Siegel, who became disabled after serving in Vietnam, for years had mulled starting a business of his own, but it wasn't until President George W. Bush issued Executive Order 13360, which mandated set-asides and sole-source contracts for Service Disabled Veteran-Owned Businesses, that he felt the timing was right.

"It gave me an opportunity to have a niche," he said.

The chance to provide disabled veterans with meaningful work clearly thrills him. One project, begun in recent weeks, tasks workers with creating digital images of all the documents tied to the death records of 800,000 veterans with more than 30 million documents dating back nearly a century.

"Some of the pages from World War I are on onion skin," Siegel said. "We bought a $60,000 scanner that allows us to scan in the document on both sides without bending the document. This kind of work is perfect for a wounded warrior, and it's going to be great as far as access to the public, too.

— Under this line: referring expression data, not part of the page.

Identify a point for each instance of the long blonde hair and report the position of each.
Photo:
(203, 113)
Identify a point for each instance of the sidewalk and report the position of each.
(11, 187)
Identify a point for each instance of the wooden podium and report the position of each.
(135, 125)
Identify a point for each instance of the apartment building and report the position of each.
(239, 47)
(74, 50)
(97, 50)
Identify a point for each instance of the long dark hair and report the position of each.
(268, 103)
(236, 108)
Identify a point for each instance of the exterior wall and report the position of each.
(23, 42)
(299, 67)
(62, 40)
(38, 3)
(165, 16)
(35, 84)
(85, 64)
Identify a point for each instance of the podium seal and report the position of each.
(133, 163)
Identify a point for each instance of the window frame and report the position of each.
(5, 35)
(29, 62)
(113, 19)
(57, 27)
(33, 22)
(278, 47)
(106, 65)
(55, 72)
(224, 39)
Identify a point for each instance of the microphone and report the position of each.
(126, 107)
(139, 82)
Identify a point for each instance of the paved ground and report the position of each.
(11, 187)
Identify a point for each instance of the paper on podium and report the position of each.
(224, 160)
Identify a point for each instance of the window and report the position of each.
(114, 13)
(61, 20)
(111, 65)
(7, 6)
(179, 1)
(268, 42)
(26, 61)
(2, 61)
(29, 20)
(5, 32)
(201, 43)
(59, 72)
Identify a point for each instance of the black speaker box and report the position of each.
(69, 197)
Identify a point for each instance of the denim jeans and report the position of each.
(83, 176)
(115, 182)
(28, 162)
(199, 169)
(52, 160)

"Right now, getting a veteran's death records takes four months and costs about $2,500 to complete. When we've converted everything to an electronic file, it'll cost about $15 and take 20 minutes."

With so many contracts continuing to flow from the federal government, Siegel said the recession hasn't hurt his company. Among Siegel's goals is a plan to take the company public by 2012. He also plans to continue to mentor CEOs and to cultivate leaders within HMS and elsewhere.

"My son Sloane is 8 years old now, but when he was just a preschooler we had the most amazing exchange about leadership," Siegel said. "I loved dropping him off at preschool in the morning and having that time together. And I always gave him the same three pieces of advice: 'Be good. Pay attention. Be a leader.'

"And one morning, Sloane said, 'Daddy, does 'be a leader' mean I should boss my friends around?'

"And so I got to explain to him that being a leader isn't about bossing people around—it's about being a person that others can trust to take them to safety or to victory. It's not about taking the winning shot, but maybe setting someone else up to get to the goal. It's about doing the right thing even if people aren't looking."